Governor Brad Little, so he could claim bragging rights about being the “least regulated state” in the nation, ordered all departments within Idaho to do “zero-based” rule re-writing this past spring. The goal was to reduce words: hence regulation. We would call this “deregulation”.

Raw milk was always legal in Idaho without statute or rules.

In 2010, a new statute was passed titled “Acquisition of Raw Milk”. It only covered herd shares in detail and left the rest of the details to the rule-making process.
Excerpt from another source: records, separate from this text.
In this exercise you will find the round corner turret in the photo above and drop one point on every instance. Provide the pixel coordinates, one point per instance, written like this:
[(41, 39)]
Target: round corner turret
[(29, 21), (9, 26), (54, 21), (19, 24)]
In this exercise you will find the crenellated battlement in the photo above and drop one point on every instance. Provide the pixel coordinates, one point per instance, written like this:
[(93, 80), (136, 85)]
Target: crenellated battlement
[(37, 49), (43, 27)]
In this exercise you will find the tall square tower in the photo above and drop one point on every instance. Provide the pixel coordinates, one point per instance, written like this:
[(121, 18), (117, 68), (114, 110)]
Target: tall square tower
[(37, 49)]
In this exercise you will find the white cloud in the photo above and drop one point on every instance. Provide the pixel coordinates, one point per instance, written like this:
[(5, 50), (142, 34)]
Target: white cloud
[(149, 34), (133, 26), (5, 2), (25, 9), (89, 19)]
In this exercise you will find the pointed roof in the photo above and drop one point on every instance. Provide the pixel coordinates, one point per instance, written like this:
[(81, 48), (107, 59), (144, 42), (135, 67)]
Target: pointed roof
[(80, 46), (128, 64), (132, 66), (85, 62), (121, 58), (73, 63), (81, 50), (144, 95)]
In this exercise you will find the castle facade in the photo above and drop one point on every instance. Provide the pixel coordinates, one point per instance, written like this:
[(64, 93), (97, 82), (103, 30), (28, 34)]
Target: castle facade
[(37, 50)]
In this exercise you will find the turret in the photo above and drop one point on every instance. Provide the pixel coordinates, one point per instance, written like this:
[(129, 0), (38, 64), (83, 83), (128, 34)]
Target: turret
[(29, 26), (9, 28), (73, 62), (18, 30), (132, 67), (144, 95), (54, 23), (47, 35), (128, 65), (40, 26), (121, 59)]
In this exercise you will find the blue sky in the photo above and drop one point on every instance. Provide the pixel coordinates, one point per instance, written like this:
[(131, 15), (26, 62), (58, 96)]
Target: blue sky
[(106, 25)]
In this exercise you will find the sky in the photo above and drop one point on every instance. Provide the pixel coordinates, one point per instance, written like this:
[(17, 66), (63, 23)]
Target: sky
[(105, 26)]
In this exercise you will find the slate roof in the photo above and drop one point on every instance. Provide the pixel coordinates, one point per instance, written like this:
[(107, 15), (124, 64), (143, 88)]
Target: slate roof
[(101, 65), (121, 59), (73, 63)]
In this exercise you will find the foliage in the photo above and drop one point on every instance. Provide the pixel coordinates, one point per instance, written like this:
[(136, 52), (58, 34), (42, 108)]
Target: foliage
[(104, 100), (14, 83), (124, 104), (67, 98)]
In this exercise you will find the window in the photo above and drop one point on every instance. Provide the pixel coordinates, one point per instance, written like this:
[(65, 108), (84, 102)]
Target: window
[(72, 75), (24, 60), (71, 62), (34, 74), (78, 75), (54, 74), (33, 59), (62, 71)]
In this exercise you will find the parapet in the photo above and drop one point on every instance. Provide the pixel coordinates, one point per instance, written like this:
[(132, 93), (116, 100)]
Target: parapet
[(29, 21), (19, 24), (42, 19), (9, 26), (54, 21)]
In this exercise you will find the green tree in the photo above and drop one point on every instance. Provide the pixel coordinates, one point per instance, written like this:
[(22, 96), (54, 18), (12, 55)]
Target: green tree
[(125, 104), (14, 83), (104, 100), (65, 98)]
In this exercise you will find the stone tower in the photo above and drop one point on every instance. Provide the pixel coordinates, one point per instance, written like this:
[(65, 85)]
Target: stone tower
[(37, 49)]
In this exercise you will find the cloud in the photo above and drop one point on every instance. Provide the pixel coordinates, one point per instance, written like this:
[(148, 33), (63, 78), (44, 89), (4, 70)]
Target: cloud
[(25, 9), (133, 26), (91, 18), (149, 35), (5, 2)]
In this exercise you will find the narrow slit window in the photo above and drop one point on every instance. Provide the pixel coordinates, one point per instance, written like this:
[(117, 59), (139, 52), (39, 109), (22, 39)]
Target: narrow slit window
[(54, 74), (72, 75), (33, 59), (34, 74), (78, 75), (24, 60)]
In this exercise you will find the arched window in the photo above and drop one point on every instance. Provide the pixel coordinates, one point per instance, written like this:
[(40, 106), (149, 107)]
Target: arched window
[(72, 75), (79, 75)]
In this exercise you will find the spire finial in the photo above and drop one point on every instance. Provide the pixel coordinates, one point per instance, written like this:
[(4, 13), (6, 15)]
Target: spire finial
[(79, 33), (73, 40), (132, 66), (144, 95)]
By 2013, Idaho had promulgated a reasonable administrative rule to govern raw milk sales in Idaho. It’s basic tenets included:

  1. Small herds that were 3 cows, or 7 goats or sheep, and less could get a small herd permit and not have to be inspected.
  2. Herds larger than this had to be inspected quarterly by Idaho State Department of Agriculture dairy inspectors and meet the “Pasteurized Milk Ordinance” sanitation standards. These standards are a federal standard for facilities and cleanliness that apply to all grade A dairies in Idaho. The standards include things like: floors have to slope to drain, milking areas have to have concrete floors in good repair, manure must be handled per a “Nutrient Management Plan” which considers the environment and soil’s ability to absorb nutrients, etc.
  3. All herds had to have samples of their products collected monthly by a state inspector and tested by the state dairy lab for total bacteria (known as SPC or PAC), somatic cell count (SCC, and coliform bacteria. Standards were set that were admittedly arbitrary, but now are proven to be good indicators of overall cleanliness. If a dairy could not meet the standards, they could not sell raw milk until the next test was passed. There was allowance for variance. A minimum of 3 out of every 5 tests had to be passed.
  4. Herds were to be tested for tuberculosis annually.
  5. The state would test for brucellosis at least annually, and for larger dairies, the state collected and tested water samples biannually.
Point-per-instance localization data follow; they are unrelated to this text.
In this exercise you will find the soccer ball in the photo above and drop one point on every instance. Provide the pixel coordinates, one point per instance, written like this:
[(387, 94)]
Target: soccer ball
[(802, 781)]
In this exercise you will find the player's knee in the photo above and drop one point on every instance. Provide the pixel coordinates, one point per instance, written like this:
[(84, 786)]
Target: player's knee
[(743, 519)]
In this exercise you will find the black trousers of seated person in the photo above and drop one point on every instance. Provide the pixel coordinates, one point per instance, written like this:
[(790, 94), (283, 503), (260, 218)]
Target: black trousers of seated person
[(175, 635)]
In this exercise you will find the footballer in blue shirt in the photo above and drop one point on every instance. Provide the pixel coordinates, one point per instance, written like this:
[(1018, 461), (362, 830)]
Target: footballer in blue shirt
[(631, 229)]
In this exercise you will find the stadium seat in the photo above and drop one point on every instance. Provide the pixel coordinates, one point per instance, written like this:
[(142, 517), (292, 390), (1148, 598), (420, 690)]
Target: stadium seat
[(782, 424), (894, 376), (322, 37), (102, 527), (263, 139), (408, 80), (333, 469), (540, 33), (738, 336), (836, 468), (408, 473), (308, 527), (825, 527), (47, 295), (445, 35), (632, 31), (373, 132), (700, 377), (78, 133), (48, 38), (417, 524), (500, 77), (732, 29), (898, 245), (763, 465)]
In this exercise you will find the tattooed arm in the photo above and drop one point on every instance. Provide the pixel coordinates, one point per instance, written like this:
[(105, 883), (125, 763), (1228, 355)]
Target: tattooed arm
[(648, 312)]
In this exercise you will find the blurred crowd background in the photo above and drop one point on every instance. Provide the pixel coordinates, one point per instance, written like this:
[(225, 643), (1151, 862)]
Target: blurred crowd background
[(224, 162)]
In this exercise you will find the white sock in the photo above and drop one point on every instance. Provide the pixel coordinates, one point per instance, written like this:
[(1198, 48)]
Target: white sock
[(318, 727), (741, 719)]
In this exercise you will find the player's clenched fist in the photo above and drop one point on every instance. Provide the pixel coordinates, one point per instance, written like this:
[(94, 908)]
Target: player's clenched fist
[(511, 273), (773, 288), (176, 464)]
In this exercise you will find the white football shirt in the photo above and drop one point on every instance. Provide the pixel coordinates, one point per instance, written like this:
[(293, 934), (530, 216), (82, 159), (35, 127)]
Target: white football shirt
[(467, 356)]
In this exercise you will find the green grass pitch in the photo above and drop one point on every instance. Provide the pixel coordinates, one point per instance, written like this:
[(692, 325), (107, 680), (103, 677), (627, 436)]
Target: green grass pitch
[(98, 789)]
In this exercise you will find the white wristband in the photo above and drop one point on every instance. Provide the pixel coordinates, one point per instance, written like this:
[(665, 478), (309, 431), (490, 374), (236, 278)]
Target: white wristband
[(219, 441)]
At Pleasant Meadow Creamery, we are generally free-market and against regulation, but given that dairy has long been a regulated industry, and given that disease outbreak would not be good for our niche industry, and given that the standards were reasonable and made sense, we supported them. Our facility is built and was inspected to grade A/PMO standards, and we have tested every month for all the years since we started and have never had to not sell milk due to failure. In fact, our lab results are generally quite excellent.

During the process of re-writing the rule, we were very pro-testing and inspection both in written comments and in attending meetings. We are very disappointed in the end result of having a “wild West” of raw milk in Idaho, because we do not feel it is going to serve Idahoans who want raw milk in the long term well. The new rule is the very definition of deregulation compared to what we had last month and all the years since we formed our dairy in 2011.
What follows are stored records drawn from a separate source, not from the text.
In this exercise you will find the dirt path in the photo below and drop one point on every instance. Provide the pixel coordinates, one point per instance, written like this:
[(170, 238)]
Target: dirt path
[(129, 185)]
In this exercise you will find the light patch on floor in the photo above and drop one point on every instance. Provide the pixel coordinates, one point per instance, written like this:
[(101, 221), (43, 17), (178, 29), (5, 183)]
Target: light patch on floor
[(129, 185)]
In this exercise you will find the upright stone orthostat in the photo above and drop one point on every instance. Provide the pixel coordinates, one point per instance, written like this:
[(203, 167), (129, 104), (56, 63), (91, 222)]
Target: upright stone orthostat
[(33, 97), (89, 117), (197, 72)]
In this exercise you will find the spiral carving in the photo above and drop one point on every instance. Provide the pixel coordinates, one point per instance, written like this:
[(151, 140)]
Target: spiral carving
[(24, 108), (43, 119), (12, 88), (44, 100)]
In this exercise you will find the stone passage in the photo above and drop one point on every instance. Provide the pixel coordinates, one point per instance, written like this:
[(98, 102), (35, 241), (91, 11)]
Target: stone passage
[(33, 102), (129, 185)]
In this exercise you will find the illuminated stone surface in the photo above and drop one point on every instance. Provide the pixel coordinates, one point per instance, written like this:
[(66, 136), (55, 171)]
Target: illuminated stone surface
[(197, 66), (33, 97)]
The new rule requires the producer do their own TB and brucellosis annual testing, and otherwise, the only real requirement is we have to put a warning on our label that essentially warns the consumer that consuming this product may in fact “kill them”… or something to this effect. The real wording on the label could actually apply to all food products in the grocery store.

Being what we think is reasonably intelligent and somewhat scientifically-minded, we find the new rule somewhat abhorrent. However, producers were given very little voice in the deregulation process. We were largely ignored, though invited, except the few who love the idea of deregulation (these were the same dairies that were having a hard time passing the testing).

We are going to choose a course right now that ensures our product meets the minimum acceptable standards even if the state won’t be involved.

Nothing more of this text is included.